The Filibuster Comes To Canada
Personally, I don't know who was on the side of the angels on this one. I'm not up on the specifics of the previous or current Canada Post labour contract, or the precedents for Parliament forcing a deal. Neither are most Canadians. Because of that, politically this wasn't about pensions or even unions - it was all about getting the mail going again.
Yes, in the year 2011 it's certainly possible to get by without the Post Office, but the lock-out was still a major inconvenience. Many Canadians rely on Canada Post for everything from cheques to Father's Day cards to birthday presents to credit card bills - you name it, we still mail it. I'd ordered some party supplies online that missed the party because of the strike. Not end of the world stuff, but still a nuisance. And most Canadians - including many New Democrat voters - seem to agree.

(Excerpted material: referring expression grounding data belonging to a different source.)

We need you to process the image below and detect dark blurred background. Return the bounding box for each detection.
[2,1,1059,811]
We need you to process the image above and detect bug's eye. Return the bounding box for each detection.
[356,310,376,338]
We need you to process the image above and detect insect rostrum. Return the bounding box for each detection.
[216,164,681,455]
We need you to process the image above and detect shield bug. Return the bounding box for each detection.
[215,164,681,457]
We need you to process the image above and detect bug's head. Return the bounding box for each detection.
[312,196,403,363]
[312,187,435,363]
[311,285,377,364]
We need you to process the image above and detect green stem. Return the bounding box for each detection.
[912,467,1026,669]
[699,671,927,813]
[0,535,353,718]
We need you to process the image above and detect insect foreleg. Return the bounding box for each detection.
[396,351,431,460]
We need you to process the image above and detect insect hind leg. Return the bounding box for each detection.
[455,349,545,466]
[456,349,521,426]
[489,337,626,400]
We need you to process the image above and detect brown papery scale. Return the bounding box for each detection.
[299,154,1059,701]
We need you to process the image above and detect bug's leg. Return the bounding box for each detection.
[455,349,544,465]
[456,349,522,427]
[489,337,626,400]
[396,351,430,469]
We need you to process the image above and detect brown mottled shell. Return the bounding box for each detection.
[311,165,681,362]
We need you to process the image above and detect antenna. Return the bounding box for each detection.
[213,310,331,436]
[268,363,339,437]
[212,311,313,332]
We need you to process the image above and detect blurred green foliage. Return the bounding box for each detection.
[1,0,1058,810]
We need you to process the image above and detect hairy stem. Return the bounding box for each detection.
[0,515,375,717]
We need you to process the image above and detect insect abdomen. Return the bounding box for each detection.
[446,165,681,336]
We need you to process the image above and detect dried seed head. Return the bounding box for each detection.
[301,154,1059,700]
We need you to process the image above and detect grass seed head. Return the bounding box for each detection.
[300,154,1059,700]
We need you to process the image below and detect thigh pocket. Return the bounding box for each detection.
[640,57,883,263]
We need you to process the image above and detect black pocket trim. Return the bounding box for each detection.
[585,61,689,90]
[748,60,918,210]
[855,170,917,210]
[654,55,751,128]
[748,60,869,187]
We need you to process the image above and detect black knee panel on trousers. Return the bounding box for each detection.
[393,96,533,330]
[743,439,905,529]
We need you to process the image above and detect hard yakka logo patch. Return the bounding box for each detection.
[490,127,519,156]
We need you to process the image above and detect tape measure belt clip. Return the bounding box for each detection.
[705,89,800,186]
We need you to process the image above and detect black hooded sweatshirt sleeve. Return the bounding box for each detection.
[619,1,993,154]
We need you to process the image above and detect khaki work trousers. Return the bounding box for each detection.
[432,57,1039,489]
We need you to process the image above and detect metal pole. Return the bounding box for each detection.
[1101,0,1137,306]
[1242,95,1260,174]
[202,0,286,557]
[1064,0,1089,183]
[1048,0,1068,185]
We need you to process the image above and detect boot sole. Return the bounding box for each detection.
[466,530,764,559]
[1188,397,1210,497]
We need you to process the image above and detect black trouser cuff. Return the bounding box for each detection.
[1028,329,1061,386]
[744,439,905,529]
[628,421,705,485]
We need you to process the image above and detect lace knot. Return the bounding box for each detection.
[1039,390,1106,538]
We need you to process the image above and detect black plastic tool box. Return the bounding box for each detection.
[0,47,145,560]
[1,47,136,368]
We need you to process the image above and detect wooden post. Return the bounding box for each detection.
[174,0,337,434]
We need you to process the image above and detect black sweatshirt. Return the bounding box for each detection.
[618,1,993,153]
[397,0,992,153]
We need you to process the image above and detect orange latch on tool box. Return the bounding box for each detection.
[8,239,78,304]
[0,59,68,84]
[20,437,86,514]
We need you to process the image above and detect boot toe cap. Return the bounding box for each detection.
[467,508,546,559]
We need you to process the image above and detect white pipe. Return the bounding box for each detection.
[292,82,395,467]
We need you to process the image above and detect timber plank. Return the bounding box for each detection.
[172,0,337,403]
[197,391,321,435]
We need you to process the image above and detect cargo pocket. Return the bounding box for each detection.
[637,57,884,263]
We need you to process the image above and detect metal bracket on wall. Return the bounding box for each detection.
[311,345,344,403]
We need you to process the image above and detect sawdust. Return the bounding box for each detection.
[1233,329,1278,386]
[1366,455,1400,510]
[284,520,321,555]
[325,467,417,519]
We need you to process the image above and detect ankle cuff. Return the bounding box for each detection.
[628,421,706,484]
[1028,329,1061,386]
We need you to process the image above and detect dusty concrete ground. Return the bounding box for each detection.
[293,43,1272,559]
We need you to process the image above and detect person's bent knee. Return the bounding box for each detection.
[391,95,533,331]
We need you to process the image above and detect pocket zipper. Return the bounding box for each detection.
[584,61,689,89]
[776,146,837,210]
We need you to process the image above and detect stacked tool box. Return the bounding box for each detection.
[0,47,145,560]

So the optics of the NDP fighting to keep the mail from coming likely didn't help them. Not only that, but they were going all out, merely to delay the inevitable. Their filibuster accomplished nothing, other than extending the lock-out.
A lot of pundits have already pointed out how this cements the perception of the NDP as a "pro union" party, but the other lasting effect is that this will likely take some of the punch out of their next filibuster. There's something to be said for valiantly working around the clock to fight for an issue you believe in - but if we see a dozen of these a year, they'll become more nuisance than inspiration. The filibuster should be used to keep an issue in the spotlight when the public agrees with you - not one you're likely to take a political hit on.
So mark this as a loss for the NDP. And what of the Liberals in all of this?
Good question. Welcome to life as a third party.
This pattern could very well repeat itself several times in the coming years. Harper picks an issue where the NDP are outside the mainstream and goads them into action. It makes the Dippers look bad, and marginalizes the Liberals.
Welcome to the new reality. One that couldn't be any more perfect for Stephen Harper.